Il paraît qu'aujourd'hui est un grand jour. Mes parents m'ôtent ce qui me sert de jambes pour les déposer soigneusement contre un mur. En une seconde, je me retrouve assise sur un fauteuil roulant. Direction la piscine, voilà ce qu'ils m'ont dit pour justifier leur excitation. Quelques minutes de manœuvre et me voilà, au bord du bassin, un peu paniquée, entourée d'hommes et de femmes qui m'observent de la tête aux pieds -que je n'ai pas, évidemment. Des gamins s'agrippent à leurs parents, terrifiés par l'extraterrestre que je suis. En un instant, je suis devenue cette bête de foire, qui fait rire les machiavéliques, qui fait trembler les gosses, qui interpelle ceux qui à l'accoutumée se foutent de tout.
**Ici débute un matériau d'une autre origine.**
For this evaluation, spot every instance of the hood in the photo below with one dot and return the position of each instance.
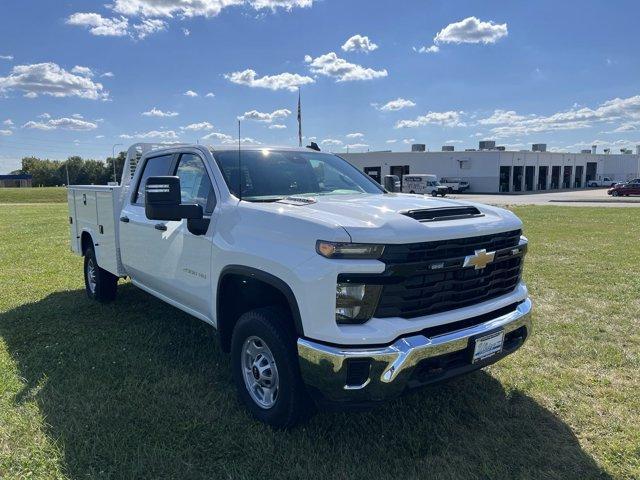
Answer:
(377, 218)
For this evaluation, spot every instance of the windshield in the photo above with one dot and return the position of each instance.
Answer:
(270, 175)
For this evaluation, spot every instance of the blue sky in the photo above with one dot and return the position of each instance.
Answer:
(77, 77)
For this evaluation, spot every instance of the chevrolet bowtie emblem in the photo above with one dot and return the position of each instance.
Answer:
(480, 259)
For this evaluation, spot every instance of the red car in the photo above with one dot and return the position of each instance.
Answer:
(626, 189)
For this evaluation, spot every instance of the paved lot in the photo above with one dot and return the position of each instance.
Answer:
(596, 197)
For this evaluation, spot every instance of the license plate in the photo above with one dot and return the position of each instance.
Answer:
(488, 346)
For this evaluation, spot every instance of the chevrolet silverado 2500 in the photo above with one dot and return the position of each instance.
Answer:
(322, 286)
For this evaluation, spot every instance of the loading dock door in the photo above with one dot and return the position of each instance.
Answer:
(528, 178)
(543, 174)
(517, 179)
(578, 181)
(555, 177)
(505, 173)
(566, 177)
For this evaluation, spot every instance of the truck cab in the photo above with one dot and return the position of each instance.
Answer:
(323, 287)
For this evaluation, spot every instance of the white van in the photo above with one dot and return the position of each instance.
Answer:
(423, 184)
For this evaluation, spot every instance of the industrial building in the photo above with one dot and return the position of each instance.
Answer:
(492, 169)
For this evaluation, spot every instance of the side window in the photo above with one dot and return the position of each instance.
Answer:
(153, 167)
(195, 184)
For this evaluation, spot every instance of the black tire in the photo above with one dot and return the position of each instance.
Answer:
(292, 403)
(104, 286)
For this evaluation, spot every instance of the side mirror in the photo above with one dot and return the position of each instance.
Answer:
(162, 199)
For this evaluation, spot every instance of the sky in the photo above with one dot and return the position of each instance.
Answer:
(89, 77)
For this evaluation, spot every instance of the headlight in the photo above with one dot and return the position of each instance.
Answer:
(356, 303)
(349, 250)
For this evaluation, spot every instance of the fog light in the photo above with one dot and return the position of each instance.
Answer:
(356, 303)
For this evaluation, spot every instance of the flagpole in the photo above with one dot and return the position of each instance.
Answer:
(299, 120)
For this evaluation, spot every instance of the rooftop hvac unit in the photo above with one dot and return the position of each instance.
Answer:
(539, 147)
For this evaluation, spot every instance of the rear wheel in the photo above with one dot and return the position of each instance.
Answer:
(266, 369)
(99, 284)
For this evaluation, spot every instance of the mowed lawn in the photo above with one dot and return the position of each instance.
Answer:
(33, 195)
(137, 389)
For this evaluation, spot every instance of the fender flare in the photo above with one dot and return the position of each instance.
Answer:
(269, 279)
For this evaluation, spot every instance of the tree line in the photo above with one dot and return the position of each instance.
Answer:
(72, 171)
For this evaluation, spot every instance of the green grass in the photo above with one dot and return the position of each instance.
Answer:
(33, 195)
(137, 389)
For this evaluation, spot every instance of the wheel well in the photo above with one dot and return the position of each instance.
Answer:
(248, 289)
(85, 241)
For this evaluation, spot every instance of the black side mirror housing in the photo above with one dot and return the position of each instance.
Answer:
(162, 201)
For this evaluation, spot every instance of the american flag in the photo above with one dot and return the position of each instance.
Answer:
(299, 120)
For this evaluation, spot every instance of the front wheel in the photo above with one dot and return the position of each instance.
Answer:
(99, 284)
(266, 369)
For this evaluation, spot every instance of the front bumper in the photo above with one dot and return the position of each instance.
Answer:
(370, 374)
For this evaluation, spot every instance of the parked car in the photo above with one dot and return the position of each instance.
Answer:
(625, 189)
(319, 283)
(603, 182)
(423, 184)
(454, 184)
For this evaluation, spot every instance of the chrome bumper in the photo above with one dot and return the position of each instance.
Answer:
(325, 367)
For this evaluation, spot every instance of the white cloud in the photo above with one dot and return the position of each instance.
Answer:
(331, 141)
(160, 134)
(51, 79)
(265, 116)
(63, 123)
(282, 81)
(197, 8)
(625, 110)
(197, 127)
(359, 43)
(222, 137)
(447, 119)
(425, 49)
(149, 26)
(155, 112)
(331, 65)
(500, 117)
(471, 30)
(84, 71)
(99, 25)
(395, 105)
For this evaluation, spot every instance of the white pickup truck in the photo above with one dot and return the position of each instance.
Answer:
(322, 286)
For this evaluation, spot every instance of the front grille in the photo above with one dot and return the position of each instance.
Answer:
(429, 277)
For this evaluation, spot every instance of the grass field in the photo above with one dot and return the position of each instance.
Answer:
(137, 389)
(33, 195)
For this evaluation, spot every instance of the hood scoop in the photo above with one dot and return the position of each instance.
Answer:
(298, 201)
(442, 214)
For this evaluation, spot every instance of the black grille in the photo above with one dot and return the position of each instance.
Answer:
(427, 278)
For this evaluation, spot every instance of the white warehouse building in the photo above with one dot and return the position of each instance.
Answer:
(494, 170)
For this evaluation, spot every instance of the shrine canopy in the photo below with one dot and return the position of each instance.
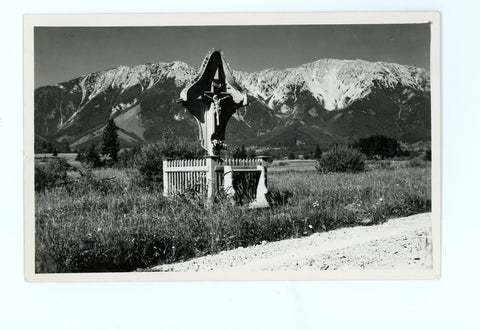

Enfin, moi je ne suis qu'une môme inconsciente, je ne remarque rien. Mes parents m'habillent de brassards oranges, et me jettent à l'eau. Soudain, la panique me submerge. Comment me déplacer dans cet endroit hostile encore inconnu, où je risque de perdre pieds, même si je les ai déjà égarés depuis un bon bout de temps ? Inspirer, expirer, tout va bien, rien ne peut m'arriver, rien ne peut m'arriver... Suite à quelque minutes où mon souffle saccadé témoignait de mon inquiétude, mon corps commence à se détendre. Comme par miracle, je me sens bien, je me sens moi. Parce que même si ça peut vous sembler étrange, ces prothèses qui jouent le rôle de mes jambes ne sont pas moi. Je ne parviens à les accepter comme la continuité de mon corps, elles ne sont qu'artifice, elles se contentent de masquer un minimum mon défaut. Mais ce n'est pas moi, ce ne le sera jamais. Moi, c'est ce demi-corps qui progresse en ce moment-même dans l'eau, riant à gorge déployée face à cette toute nouvelle découverte.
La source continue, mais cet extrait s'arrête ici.